Making a global brand feel local
Founded in 2011, Rover is currently the largest network of premium pet caretakers in the world. Rover recently entered the Canadian marketplace, but awareness remained low, with little brand consistency across markets.
Rover’s goal for the Canadian sector was to develop cohesive advertising that would drive awareness and promote pet owners to sign up for the service. They came to Electric Pen needing a test market campaign in Winnipeg. While Winnipeg is the seventh largest city in Canada and an up-and-coming area, it is slow to adopt the gig economy. Its low-tech, high-touch approach has residents unfamiliar with services such as Rover.
There was also a significant barrier to overcome; Winnipeggers are wary of big brands and prefer ones that feel local. Since pet owners are more likely to use services offered by their vets or regional companies, Rover needed to feel like a small, local brand to gain their trust.

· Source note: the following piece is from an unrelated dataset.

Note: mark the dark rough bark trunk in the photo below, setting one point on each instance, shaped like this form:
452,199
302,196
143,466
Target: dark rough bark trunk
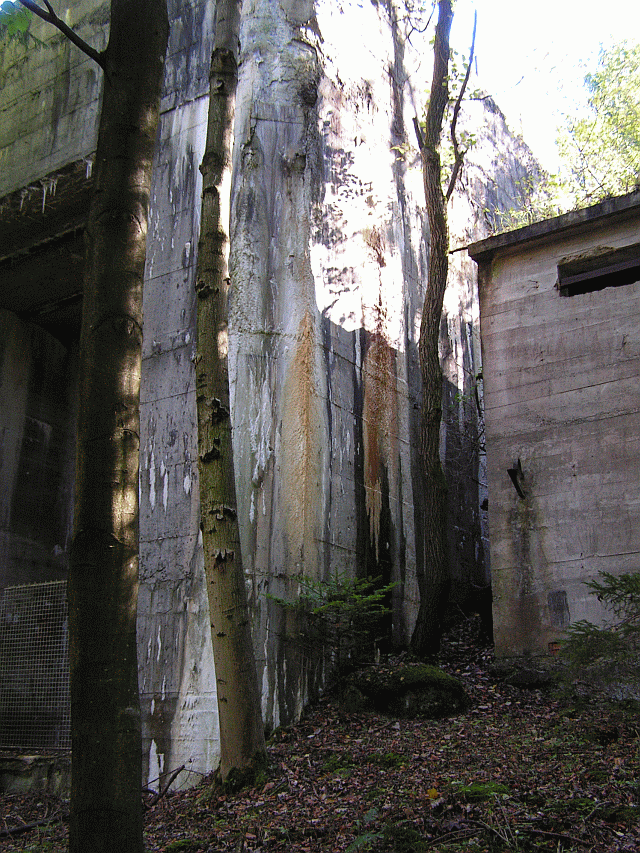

1. It's All About the Pets
Adorable animals will always capture attention, but our focus was to find photos that were thoughtfully composed and aligned with our strategy.
2. Colors / Copywriting
The color palette was created for an Autumn campaign launch and to evoke a warm, homey feel. Each of Rover's services was highlighted while the corresponding body copy aimed for lighthearted wit.
Simplify is our primary message; supported by a smooth, handwritten font and a no-nonsense sans-serif.
With pets considered members of one’s family, we addressed how emotionally hard it is to leave them, whether to go out with friends for a couple hours or out of town for a week. Speaking to their pet’s well-being, we created a connection between the numerous everyday moments where someone requires pet care and aligned those with what Rover offers. Messages illustrated ways Rover can allow customers some freedom and provide comfort to their dog or cat through a capable, trustworthy sitter.
We used close-up images of the pet from the human’s point of view. This enabled potential customers to see themselves in the picture. Since being local is important to Winnipeggers, the messages emphasized that Rover pet sitters are part of the community, thereby lending a sense of familiarity.
Ads were designed to work across platforms—out-of-home (on bus panels, in the Winnipeg Richardson International Airport) and on social media—to generate awareness of its various services.
With no national competitor in Canada, Rover competes mainly with regional brick-and-mortar outfits and hyperlocal independents. Rover built an appreciation for a whole new service category in a market that was still coming into the gig economy workforce and its use of digital platforms. The success of the Winnipeg test campaign opened an opportunity for Rover to expand elsewhere in Canada.